Starting an enterprise is a stressful and daunting process, which is why many people go into business with a close or trusted friend – after all, a problem shared is a problem halved.
However, there are pitfalls to starting a business with a friend – and this step-by-step guide will help you avoid them.
Before your business plans take off in any meaningful way, your first priority should be to ensure that you and your future business partner will be a good fit for working together.
The depth and length of your friendship may go some way to predicting your professional compatibility, but even the firmest of friends can be terrible business partners, for a variety of reasons.
Banner specialists instantprint released a recent report on desirable and undesirable traits in the workplace, providing a useful rubric for understanding the qualities which will serve your partnership best in a professional capacity; patience ranks highest, with 46% of UK workers surveyed agreeing it is the most desirable workplace personality trait, while organisation skills and enthusiasm were sought-after by one third of respondents.
The survey also pinpointed negative traits universally disliked in the workplace, appearance of which in your partnership could spell an early end to your business.

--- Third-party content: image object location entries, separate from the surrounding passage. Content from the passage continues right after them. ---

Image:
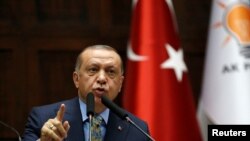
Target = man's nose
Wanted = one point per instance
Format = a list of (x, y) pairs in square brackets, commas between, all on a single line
[(101, 78)]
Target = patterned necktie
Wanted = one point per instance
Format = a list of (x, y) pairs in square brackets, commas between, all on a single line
[(96, 128)]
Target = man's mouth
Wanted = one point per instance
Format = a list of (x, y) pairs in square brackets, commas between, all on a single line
[(99, 92)]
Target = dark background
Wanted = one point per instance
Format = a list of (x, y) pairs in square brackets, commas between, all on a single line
[(40, 39)]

Such traits include domineering attitudes and inflexibility, which could be detected early enough in the planning process to prevent personal or professional ramifications.

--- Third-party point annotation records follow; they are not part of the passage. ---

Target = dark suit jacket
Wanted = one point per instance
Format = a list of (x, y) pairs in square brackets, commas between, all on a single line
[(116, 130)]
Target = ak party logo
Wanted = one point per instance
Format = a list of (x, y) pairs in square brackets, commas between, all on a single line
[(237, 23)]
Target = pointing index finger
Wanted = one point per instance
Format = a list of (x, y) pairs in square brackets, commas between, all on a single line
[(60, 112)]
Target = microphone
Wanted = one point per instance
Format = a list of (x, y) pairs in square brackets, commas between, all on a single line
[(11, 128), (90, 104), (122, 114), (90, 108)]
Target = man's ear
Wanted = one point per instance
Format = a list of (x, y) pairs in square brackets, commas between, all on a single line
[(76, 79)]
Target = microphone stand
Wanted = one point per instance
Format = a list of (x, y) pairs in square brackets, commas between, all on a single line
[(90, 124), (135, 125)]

As with any robust business idea, the planning stage is crucial to the success of your partnership.
It is vital that you and your friend align your aspirations and expectations for the role, ensuring you are working towards the same core goals. Poor understanding of your shared trajectory can lead to division, and wasted energy pulling the business in opposite directions.
With a clear roadmap for your business enshrined in writing, you can make clear plans with regard to financial backing as well as specific milestones – and open yourself up to the division of labour.
Allocate Roles Early On
Part of your planning phase should include an understanding of your individual strengths and weaknesses, as well as the objectives for the roll-out of your product or service.
One of you might be a better public speaker, with a creative edge and a flair for adaptation; this would make you better-suited to meeting investors and plotting the front-end release of your business.
The other of you might be sharper and more organised, gearing you up for executive control of the company’s progression and development. Understanding the possibilities at the outset of starting your partnership means you can leverage your abilities to their fullest, and efficiently divide labour for the best possible chance at success.
In the aforementioned instantprint study, communication ranked amongst the highest-regarded workplace traits, and for good reason.
Communication is key to the success of any business, and this is doubly true for partnerships started by friends.
Your business is not an event; it is an ongoing process, with constant decision-making at the core of growth. You may not both be present for each and every decision, and trust is key in making the right decisions for the benefit of the whole, but keeping each other abreast of individual progress will ensure healthy growth overall.